Why MultiMAE handles asymmetric resolutions: RGB comes in at 1024×768, depth at 256×192 (1/4 resolution on each axis). With patch size 16×16, RGB produces (1024/16)×(768/16) = 64×48 = 3,072 tokens. Depth at 1/4 scale produces (256/16)×(192/16) = 16×12 = 192 tokens — only 1/16th of the RGB token count. This makes depth essentially free in terms of compute: you get metric scale information for <7% extra tokens.
Frozen vs. trained: The MultiMAE backbone is pretrained on RGB+depth reconstruction tasks, then fine-tuned during CuTR training. The DepthAnything backbone (for RGB-only mode) is pretrained on massive monocular depth data, then fine-tuned. The DETR decoder is trained from scratch. Windowed attention with base patch 16×16, no relative position embeddings — this reduces cost and keeps the model export-friendly.

Detector: Plain DETR

The token grid goes into a single-scale Plain DETR detector. This is a standard DETR: learnable object queries cross-attend to the image tokens. Each query either matches an object or produces a "no object" prediction. Hungarian matching assigns queries to ground-truth boxes during training.

Plain DETR was chosen deliberately over multi-scale variants (Deformable DETR, DINO-DETR) to keep the architecture free of custom operations. Single-scale attention is pure matrix multiplication — it runs everywhere.

The deployment engineering decision: Deformable DETR uses deformable attention — a custom CUDA kernel that samples features at learned offsets. This is fast on NVIDIA GPUs but doesn't compile to Apple Neural Engine (ANE), Metal compute shaders, or ONNX without custom ops. Plain DETR's vanilla cross-attention is just Q×KT×V — three matmuls and a softmax. Every inference engine on earth can run it. The trade-off: O(N²) attention cost instead of O(N×K) deformable sampling. At 3,072 tokens, this is still tractable for real-time on modern hardware.

3D Prediction Head

Each object query is decoded into both a 2D and a 3D prediction:

Gravity-aware: CuTR assumes a known gravity direction (from the iPad's IMU). This lets it decompose orientation into just yaw θ (rotation around the gravity axis). Roll and pitch are handled by the gravity transform, reducing the orientation problem from SO(3) to SO(2).
CuTR Architecture Flow

The data flows from image through ViT backbone, into single-scale DETR, and out through parallel 2D and 3D prediction heads.

Depth Rescaling for RGB-D

When using affine-invariant depth (like DepthAnything's output), the raw depth values don't correspond to real-world meters. CuTR handles this by preserving the affine parameters (μ, σ) used to normalize the depth during encoding, then rescaling predictions back:

z' = σ · z + μ,    dims' = σ · dims

This means the network operates in a normalized depth space internally, which stabilizes training, and the real-world scale is recovered at the output.

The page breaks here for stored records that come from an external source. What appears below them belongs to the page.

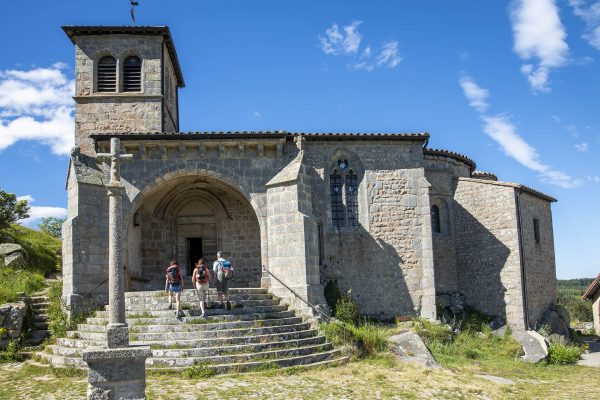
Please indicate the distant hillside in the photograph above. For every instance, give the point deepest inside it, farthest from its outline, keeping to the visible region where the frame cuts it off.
(42, 259)
(568, 294)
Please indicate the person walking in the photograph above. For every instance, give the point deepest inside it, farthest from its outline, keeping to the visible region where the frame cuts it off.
(174, 285)
(223, 270)
(200, 278)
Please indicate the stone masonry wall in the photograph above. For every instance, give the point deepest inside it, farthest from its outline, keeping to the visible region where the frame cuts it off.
(120, 111)
(386, 261)
(540, 269)
(487, 249)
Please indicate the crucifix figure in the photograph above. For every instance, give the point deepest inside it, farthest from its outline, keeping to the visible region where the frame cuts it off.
(117, 333)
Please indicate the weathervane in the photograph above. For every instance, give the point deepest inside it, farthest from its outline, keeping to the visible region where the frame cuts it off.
(133, 3)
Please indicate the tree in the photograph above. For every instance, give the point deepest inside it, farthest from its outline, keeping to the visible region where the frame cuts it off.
(52, 226)
(11, 209)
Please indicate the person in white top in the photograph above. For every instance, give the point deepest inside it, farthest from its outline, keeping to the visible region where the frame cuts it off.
(223, 285)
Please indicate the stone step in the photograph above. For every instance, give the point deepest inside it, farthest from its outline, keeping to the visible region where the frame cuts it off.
(307, 359)
(279, 362)
(38, 299)
(237, 358)
(205, 325)
(40, 306)
(210, 338)
(206, 351)
(160, 293)
(191, 295)
(40, 318)
(194, 304)
(191, 313)
(225, 341)
(171, 319)
(39, 326)
(187, 335)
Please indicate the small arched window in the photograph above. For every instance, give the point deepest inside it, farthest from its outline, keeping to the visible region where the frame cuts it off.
(352, 198)
(436, 225)
(107, 74)
(343, 184)
(132, 74)
(337, 203)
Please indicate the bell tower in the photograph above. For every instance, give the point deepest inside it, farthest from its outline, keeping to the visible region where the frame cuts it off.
(126, 81)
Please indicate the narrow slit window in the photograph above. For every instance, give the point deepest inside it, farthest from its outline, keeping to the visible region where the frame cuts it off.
(352, 198)
(132, 74)
(536, 230)
(337, 204)
(107, 74)
(436, 225)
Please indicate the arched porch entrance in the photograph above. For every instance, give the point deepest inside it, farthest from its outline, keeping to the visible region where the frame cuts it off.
(188, 217)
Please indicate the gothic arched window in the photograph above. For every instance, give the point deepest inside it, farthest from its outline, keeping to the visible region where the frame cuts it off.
(436, 225)
(337, 204)
(132, 74)
(343, 184)
(107, 74)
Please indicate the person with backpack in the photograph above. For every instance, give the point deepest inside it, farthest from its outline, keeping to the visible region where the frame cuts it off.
(174, 284)
(223, 270)
(200, 278)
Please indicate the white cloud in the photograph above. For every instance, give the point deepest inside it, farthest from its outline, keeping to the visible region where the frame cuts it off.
(37, 105)
(501, 129)
(590, 13)
(582, 147)
(389, 55)
(476, 95)
(539, 36)
(36, 213)
(27, 197)
(345, 41)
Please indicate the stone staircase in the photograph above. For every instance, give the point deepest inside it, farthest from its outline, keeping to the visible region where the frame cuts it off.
(39, 331)
(257, 332)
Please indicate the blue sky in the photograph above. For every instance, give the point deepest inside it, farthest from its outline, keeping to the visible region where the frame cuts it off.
(513, 85)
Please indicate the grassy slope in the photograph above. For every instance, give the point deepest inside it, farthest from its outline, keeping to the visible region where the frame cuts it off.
(41, 252)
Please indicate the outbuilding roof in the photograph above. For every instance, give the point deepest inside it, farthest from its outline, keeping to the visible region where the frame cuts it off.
(592, 289)
(422, 136)
(78, 30)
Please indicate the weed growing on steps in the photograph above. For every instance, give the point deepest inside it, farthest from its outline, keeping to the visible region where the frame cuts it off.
(563, 353)
(366, 339)
(199, 371)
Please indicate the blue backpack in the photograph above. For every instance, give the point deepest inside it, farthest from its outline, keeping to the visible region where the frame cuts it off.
(225, 271)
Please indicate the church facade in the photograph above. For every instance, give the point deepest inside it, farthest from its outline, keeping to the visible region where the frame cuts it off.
(407, 229)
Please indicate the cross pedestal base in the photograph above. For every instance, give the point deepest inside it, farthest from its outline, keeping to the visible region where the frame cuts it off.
(117, 373)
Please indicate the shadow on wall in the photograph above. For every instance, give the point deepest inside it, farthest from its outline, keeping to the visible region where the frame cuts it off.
(481, 257)
(373, 271)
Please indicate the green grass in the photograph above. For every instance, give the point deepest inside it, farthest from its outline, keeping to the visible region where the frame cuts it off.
(41, 251)
(41, 248)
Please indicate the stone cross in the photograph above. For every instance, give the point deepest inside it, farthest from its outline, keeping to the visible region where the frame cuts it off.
(117, 333)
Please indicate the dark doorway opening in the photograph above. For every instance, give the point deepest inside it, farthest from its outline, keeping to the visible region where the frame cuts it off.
(195, 253)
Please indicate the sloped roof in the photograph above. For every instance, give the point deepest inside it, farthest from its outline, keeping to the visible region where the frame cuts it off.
(423, 136)
(592, 289)
(79, 30)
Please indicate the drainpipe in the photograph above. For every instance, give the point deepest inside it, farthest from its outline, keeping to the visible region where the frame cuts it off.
(522, 258)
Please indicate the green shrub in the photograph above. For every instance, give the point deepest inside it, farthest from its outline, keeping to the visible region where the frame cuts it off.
(15, 281)
(347, 310)
(368, 338)
(563, 354)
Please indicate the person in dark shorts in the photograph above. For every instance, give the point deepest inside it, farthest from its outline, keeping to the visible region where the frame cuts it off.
(174, 285)
(223, 271)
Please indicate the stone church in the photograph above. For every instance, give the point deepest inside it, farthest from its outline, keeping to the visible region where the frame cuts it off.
(405, 227)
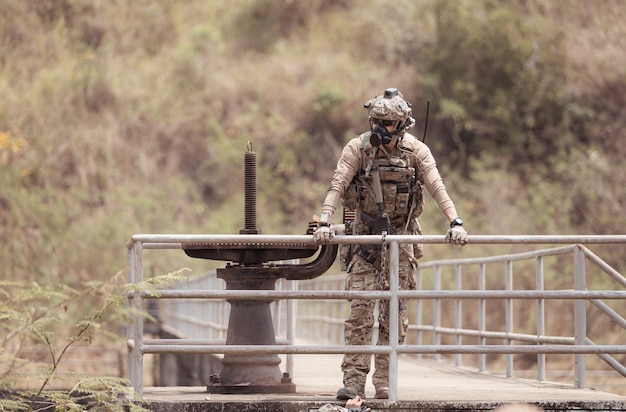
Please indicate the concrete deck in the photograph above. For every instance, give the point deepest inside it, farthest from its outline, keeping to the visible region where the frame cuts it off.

Why affine-invariant encoding + explicit scale: DepthAnything produces relative depth (up-to-shift-and-scale). The model predicts z in this normalized space, and the decoder also predicts μ and σ from the metric depth input (when available). At inference: zmetric = σ·zpred + μ, and dimsmetric = σ·dimspred. This decouples the hard problem (relative depth ordering, which DepthAnything is excellent at) from the easy problem (absolute scale recovery from a single metric depth reading). When no metric depth is available, μ and σ are estimated from image statistics — less accurate, but still functional.
Why does CuTR use single-scale Plain DETR instead of multi-scale variants like Deformable DETR?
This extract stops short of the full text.